Python's character conversion common bug

Source: Internet
Author: User

1.python writing a Unicode string to a file why is it an error?

The parameter type of the Write method is Str,str is a binary stream (does not contain encoded information), and when you give a Unicode object, the STR function is converted to the STR type and sent to the Write method. Unicode to STR contains one-time encoding, which, if not specified, uses ASCII encoding by default, and there is no correspondence between Chinese characters in the ASCII encoding set, so an error is given.

The correct approach is to specify the encoding in the code. For example, specify in open (fp= open (' Test.txt ', ' W ', encoding= ' utf-8 '), or manually encode the Unicode object via the Encode method to generate str at write time. It is written as Fp.write (S.encode (' UTF8 ')). Note that Unicode objects are meaningful with encode, and the Str object allows you to use encode for STR objects in Py2, but this is only valid for the case where default encoding is specified, so it is not recommended for beginners to encode directly to Str.

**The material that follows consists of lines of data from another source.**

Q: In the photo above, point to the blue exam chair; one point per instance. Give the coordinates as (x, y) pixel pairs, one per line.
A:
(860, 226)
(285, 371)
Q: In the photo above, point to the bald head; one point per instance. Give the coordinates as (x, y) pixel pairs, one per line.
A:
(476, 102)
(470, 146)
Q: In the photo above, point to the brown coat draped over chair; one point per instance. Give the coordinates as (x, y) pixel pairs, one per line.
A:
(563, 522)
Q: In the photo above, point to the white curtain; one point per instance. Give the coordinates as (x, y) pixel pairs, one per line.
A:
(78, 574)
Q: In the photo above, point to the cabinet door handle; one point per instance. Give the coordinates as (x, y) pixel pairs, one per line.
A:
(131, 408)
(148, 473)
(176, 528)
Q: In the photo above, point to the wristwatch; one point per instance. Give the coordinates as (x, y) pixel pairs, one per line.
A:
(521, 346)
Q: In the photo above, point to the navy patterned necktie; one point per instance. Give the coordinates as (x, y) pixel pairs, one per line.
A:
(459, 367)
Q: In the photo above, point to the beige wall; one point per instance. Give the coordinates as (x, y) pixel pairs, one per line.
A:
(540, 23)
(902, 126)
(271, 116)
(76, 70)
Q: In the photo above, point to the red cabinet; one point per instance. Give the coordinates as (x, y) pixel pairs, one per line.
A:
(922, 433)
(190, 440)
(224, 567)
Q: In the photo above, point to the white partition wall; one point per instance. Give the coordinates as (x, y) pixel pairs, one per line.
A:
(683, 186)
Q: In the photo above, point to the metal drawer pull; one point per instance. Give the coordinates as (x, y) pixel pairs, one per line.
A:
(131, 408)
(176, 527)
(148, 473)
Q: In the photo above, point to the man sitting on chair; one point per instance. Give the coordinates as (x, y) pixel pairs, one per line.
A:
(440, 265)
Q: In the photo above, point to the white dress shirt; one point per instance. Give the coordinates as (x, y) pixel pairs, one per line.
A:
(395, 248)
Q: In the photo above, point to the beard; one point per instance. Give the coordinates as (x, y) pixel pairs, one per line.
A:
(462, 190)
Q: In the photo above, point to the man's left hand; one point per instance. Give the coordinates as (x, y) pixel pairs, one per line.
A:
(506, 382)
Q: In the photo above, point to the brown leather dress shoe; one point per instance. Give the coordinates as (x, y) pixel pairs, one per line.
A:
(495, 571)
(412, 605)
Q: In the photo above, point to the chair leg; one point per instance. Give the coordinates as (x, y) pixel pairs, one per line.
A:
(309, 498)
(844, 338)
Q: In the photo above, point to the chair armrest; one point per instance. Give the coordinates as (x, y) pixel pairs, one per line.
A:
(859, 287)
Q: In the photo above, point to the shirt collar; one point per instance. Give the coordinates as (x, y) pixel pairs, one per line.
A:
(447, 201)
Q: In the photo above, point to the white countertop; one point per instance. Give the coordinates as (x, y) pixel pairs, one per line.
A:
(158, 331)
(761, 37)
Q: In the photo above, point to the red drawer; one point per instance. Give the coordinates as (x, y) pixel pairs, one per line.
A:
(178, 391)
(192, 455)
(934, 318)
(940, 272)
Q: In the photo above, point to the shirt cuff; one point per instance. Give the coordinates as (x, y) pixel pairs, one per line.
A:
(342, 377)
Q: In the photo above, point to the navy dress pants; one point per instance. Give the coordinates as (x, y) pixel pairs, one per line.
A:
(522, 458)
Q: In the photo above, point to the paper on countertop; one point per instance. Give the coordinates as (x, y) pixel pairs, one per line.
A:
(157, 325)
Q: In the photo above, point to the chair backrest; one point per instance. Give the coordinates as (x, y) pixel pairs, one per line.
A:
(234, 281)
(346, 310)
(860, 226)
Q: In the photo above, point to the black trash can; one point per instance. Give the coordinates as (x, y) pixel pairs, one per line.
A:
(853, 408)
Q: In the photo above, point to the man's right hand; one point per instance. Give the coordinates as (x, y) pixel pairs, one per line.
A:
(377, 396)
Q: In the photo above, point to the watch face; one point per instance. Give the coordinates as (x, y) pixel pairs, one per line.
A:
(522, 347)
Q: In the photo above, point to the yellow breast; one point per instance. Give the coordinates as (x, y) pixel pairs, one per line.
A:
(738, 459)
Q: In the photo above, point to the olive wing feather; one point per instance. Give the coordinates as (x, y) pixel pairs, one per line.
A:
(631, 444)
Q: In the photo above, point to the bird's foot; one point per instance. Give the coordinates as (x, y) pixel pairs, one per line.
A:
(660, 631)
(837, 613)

2.error:unicodeencodeerror: ' GBK ' codec can ' t encode character U ' \u200e ' in position 43:illegal multibyte sequence

The root cause of the error of the original ' GBK ' codec can ' t encode is that, for the front, either

Titlehtml.decode ("UTF-8");

or Titlehtml.decode ("UTF-8", ' ignore ');

or Titlehtml.decode ("UTF-8", ' replace ');

All can get normal titleuni Unicode characters, and then for this Unicode character, need print out, because the local system is Win7 in CMD, the default codepage is CP936, that is, GBK encoding, Therefore, it is necessary to first encode the above Unicode Titleuni into GBK, and then display them in cmd, and then, because Titleuni contains some characters that cannot be displayed in GBK, the error "' GBK ' codec can ' t encode" is prompted at this point.

For this (class) issue:

(1) The problem occurs when the unicodeencodeerror–> description is Unicode encoding;

(2) ' GBK ' codec can ' t encode character–> description is an issue that occurs when encoding Unicode characters as GBK;

At this point, it is often most likely that the character of the Unicode type itself contains some characters that cannot be converted to GBK encoding.

The solution is:

Scenario 1:

When encoding Unicode characters, add the ignore parameter, ignoring characters that cannot be encoded, so that they can be encoded as GBK normally.

The corresponding code is:

Gbktypestr = Unicodetypestr.encode ("GBK", ' ignore ');

Scenario 2:

Or, convert it to GBK encoded superset GB18030 (that is, GBK is a subset of GB18030):

Gb18030typestr = Unicodetypestr.encode ("GB18030");

The corresponding resulting character is the encoding of the GB18030.

This article is from the "Small Stop" blog, please be sure to keep this source http://10541556.blog.51cto.com/10531556/1971510

Python character conversion common bug

Contact Us

The content source of this page is from Internet, which doesn't represent Alibaba Cloud's opinion; products and services mentioned on that page don't have any relationship with Alibaba Cloud. If the content of the page makes you feel confusing, please write us an email, we will handle the problem within 5 days after receiving your email.

If you find any instances of plagiarism from the community, please send an email to: info-contact@alibabacloud.com and provide relevant evidence. A staff member will contact you within 5 working days.

A Free Trial That Lets You Build Big!

Start building with 50+ products and up to 12 months usage for Elastic Compute Service

  • Sales Support

    1 on 1 presale consultation

  • After-Sales Support

    24/7 Technical Support 6 Free Tickets per Quarter Faster Response

  • Alibaba Cloud offers highly flexible support services tailored to meet your exact needs.